И, шаркнув ножкой, как обучали его в корпусе, Степан Дмитриевич, скушавши на своем веку пятый отказ, с достоинством удалился, не столько обиженный, сколько изумленный.
«Я считал пассажирку гораздо умнее. Оказывается, совсем глупая бабенка!» — высокомерно подумал Степан Дмитриевич.
Однако он был красен как рак, когда вошел в кают-компанию, и не имел прежнего торжественного вида.
Обед в кают-компании в это воскресенье прошел как-то натянуто. Все точно стеснялись чем-то и недружелюбно посматривали друг на друга. Взгляды прояснялись лишь только тогда, когда обращались на пассажирку. Она была в светлом высоком платье, по обыкновению любезная, приветливая и ослепительная. Капитан предпочтительно занимал ее, повторяя старые рассказы, и часто путался. Степан Дмитриевич, хоть и по-прежнему победоносно покручивал усы, но казался несколько раздраженным. Бакланов сидел с «разбитым сердцем», милорд был мрачен, а кругленький чистенький доктор хоть и выручал капитана, поддерживая разговор с гостьей, но имел несколько обиженный вид огорченного кота. Исхудавший Васенька, сидевший на конце стола, поминутно краснел, бросая робкие взгляды на пассажирку. Только дедушка, механик, артиллерист Евграф Иванович и вихрастый гардемарин с сочными губами ели и пили с обычной исправностью.
— А барометр все падает, Иван Иваныч, — заметил в конце обеда капитан. — Как бы сегодня не засвежело!
— К тому идет-с. Пожалуй, и не дотянем нашего счастливого плавания…
— Вот, Вера Сергеевна, вы нас скоро покидаете — и погода нам изменяет, — любезно промолвил капитан, умильно взглядывая на пассажирку. — Сегодня и небо уж не прежнее… Тучи заходили, и океан зашумел… Сердятся, что мы вас отпускаем.
И только он это сказал, как сверху раздался громкий, взволнованный голос Цветкова, торопливо и возбужденно командовавший:
— Брам-фалы и марса-фалы отдать!
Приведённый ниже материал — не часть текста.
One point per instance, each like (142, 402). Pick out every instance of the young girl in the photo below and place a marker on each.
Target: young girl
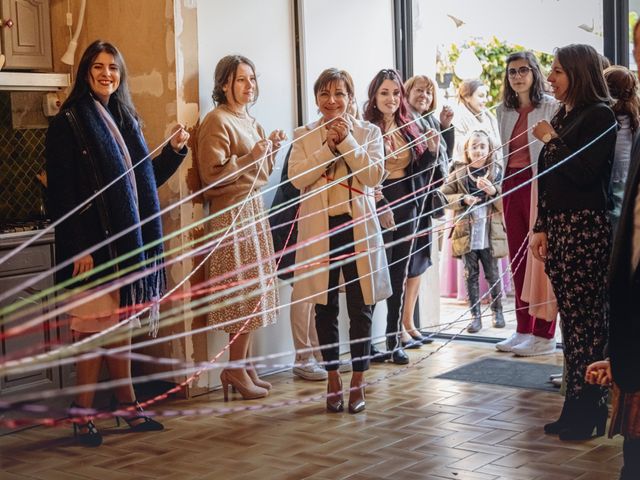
(478, 232)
Фок, грот и бизань на гитовы! Кливера долой!
В ту же секунду вбежал сигнальщик.
— Шквал, вашескобродие, — доложил он капитану.
— Извините, Вера Сергеевна, — вымолвил капитан и торопливо вышел. Вслед за ним вышли старший офицер и дедушка. Вестовые бросились закрывать люк.
Видя спокойные лица оставшихся за столом, пассажирка без страха, хотя и волнуясь, доканчивала пирожное, как вдруг сверху донесся какой-то потрясающий гул, в кают-компании потемнело, с грохотом покатилась посуда, и молодую женщину бросило на другой конец дивана. Клипер лег на бок, и пассажирка чувствовала, как она вместе с ним наклоняется все ниже и ниже.
Силясь улыбнуться, она испуганно посмотрела на моряков. Бакланов, доктор и Васенька подошли к ней.
— Не пугайтесь, Вера Сергеевна, он сейчас встанет, — успокаивал Бакланов.